ここで想起されるのが、アメリカの心理学者マズローの『自己実現理論』です。「人間は自己実現に向かって絶えず成長する生きものである」と仮定し、人間の欲求を5段階の階層で理論化したものです。これは、「マズローの欲求段階説」として、ご存知の人も多いのではないでしょうか?
まずは人間には睡眠・食欲・排泄といった生理的欲求があります。その後、安定や安心といった安全の欲求が起こります。前記の二つの欲求が満たされると他者に受け入れられたい、どこかに属していたいという所属と愛の欲求に移行します。すると今度はその組織で認められたいという承認(尊重)の欲求が起こります。それらが満たされても、能力や可能性を最大限発揮し、具現化して自分がなりえるものにならなければならないという欲求、つまり自己実現の欲求を満たさないことには、『自己実現者』たりえないというのがマズローの主張です。
私のつたないマズロー理解として、最終的に人間は自己実現の欲求に向かうものであると考えます。そのために人間は生きていると断言しても過言ではないでしょう。それなのに、いまのように働く人たちが楽しんでいない、ストレスで疲弊するばかりという職場環境はおかしなことだと思います。
いったいなぜ、こんな世の中になってしまったのでしょう。

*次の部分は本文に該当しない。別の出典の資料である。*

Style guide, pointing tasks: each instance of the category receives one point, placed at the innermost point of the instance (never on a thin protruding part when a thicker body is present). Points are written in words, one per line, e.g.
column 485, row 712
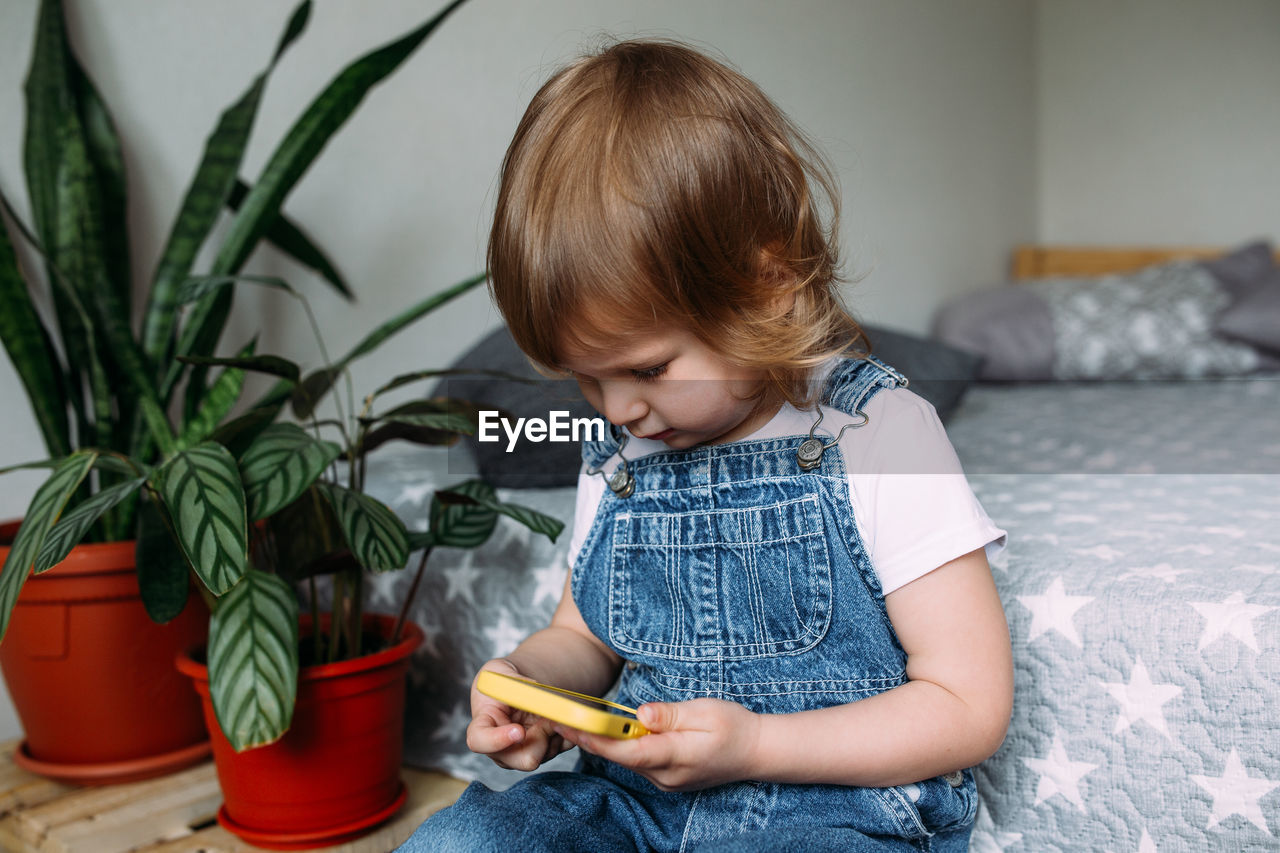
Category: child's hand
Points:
column 511, row 738
column 691, row 744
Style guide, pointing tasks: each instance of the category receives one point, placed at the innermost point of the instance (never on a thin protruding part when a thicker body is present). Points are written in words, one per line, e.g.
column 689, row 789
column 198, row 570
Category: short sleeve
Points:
column 913, row 505
column 590, row 491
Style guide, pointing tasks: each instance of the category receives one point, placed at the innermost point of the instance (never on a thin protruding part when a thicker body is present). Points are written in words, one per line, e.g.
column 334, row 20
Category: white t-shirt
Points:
column 913, row 506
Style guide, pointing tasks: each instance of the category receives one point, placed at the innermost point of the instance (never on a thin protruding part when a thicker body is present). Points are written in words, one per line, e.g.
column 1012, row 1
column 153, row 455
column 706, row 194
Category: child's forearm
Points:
column 914, row 731
column 563, row 657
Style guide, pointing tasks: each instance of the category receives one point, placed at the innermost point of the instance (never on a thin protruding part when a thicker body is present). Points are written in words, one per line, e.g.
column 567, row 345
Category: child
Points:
column 809, row 628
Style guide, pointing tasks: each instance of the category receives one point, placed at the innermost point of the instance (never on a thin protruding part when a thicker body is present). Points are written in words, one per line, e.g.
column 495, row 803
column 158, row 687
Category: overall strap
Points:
column 849, row 386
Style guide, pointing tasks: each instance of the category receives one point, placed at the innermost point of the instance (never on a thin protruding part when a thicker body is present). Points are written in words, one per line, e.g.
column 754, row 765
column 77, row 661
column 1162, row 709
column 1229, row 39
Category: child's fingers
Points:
column 488, row 735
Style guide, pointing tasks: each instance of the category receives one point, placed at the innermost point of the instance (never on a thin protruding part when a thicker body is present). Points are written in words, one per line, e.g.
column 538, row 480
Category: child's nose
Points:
column 622, row 405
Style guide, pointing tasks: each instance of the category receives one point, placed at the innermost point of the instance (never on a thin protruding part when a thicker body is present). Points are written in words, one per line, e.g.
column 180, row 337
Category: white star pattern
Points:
column 504, row 635
column 1054, row 611
column 1101, row 552
column 1160, row 571
column 549, row 582
column 1233, row 616
column 1059, row 774
column 1235, row 792
column 382, row 588
column 1142, row 699
column 461, row 582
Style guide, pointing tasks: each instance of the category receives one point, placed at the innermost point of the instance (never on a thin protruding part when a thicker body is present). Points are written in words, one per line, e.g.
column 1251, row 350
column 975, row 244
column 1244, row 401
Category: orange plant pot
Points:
column 336, row 772
column 92, row 676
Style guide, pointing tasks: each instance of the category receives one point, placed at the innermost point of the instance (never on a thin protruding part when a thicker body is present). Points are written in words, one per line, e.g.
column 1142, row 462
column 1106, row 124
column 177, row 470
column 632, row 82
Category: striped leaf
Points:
column 209, row 188
column 295, row 242
column 202, row 492
column 32, row 352
column 254, row 660
column 375, row 536
column 72, row 527
column 41, row 515
column 279, row 466
column 163, row 574
column 458, row 519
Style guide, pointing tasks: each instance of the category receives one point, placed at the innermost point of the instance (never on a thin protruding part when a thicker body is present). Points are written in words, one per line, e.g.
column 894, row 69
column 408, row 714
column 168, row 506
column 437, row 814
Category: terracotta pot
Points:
column 92, row 676
column 336, row 772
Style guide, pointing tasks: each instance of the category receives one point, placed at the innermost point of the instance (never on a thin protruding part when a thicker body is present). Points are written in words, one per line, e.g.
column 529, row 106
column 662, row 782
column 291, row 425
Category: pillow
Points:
column 529, row 464
column 1009, row 327
column 1152, row 324
column 1255, row 318
column 937, row 372
column 1155, row 323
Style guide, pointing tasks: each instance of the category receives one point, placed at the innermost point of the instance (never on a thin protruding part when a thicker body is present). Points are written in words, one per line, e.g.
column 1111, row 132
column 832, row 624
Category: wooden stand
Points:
column 167, row 815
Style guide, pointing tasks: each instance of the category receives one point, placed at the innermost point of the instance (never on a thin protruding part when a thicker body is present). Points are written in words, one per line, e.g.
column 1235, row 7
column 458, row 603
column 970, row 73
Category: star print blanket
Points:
column 1142, row 587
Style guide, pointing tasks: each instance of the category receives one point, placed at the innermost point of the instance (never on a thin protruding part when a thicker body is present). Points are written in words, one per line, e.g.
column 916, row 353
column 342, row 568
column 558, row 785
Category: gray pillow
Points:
column 1255, row 318
column 528, row 465
column 1010, row 328
column 937, row 372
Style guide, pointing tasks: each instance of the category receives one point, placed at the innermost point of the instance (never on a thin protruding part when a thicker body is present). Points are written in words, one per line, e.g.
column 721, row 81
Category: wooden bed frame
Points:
column 1043, row 261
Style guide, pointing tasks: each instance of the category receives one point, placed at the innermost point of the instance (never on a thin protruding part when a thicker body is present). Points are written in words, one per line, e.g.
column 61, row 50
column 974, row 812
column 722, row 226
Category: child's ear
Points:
column 778, row 278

会社だって、従業員を使い捨てにしたいわけではないはずです。俗に言う「追い出し部屋」を使って、解雇したい従業員が自ら退職を申し出るように仕向けるなどということを、楽しくてやっている上司がいるとは思えません。どこの会社でも、「社員のやりがいを持って働けるように」とか、「適材適所の人事」とか、「個人の能力を引き出す」とか言っています。そこに嘘はないと思います。ただ、現実は、それどころではないのでしょう。会社も、従業員も、決して望んでいないのに、企業社会が情け容赦のないサバイバルレースみたいなことになっています。
要するに、企業社会というものがもう機能しなくなってきているのではないでしょうか?現在の労働力のほとんどは、企業社会の中に存在しています。言いかえれば、働く人の持っている技術や能力は企業が管理しており、その能力を使って製品を作ったり、サービスを提供したりしているわけです。しかし一般的な企業では、労働力を抱え込む力がなくなってしまっています。成長力が鈍化しているし、ビジネスのスピードがどんどん速くなっているので、もういままでのような人数を抱えきれなくなっているのです。製造業の工場がどんどん安い人件費を求めて、東南アジアに移転していった理由です。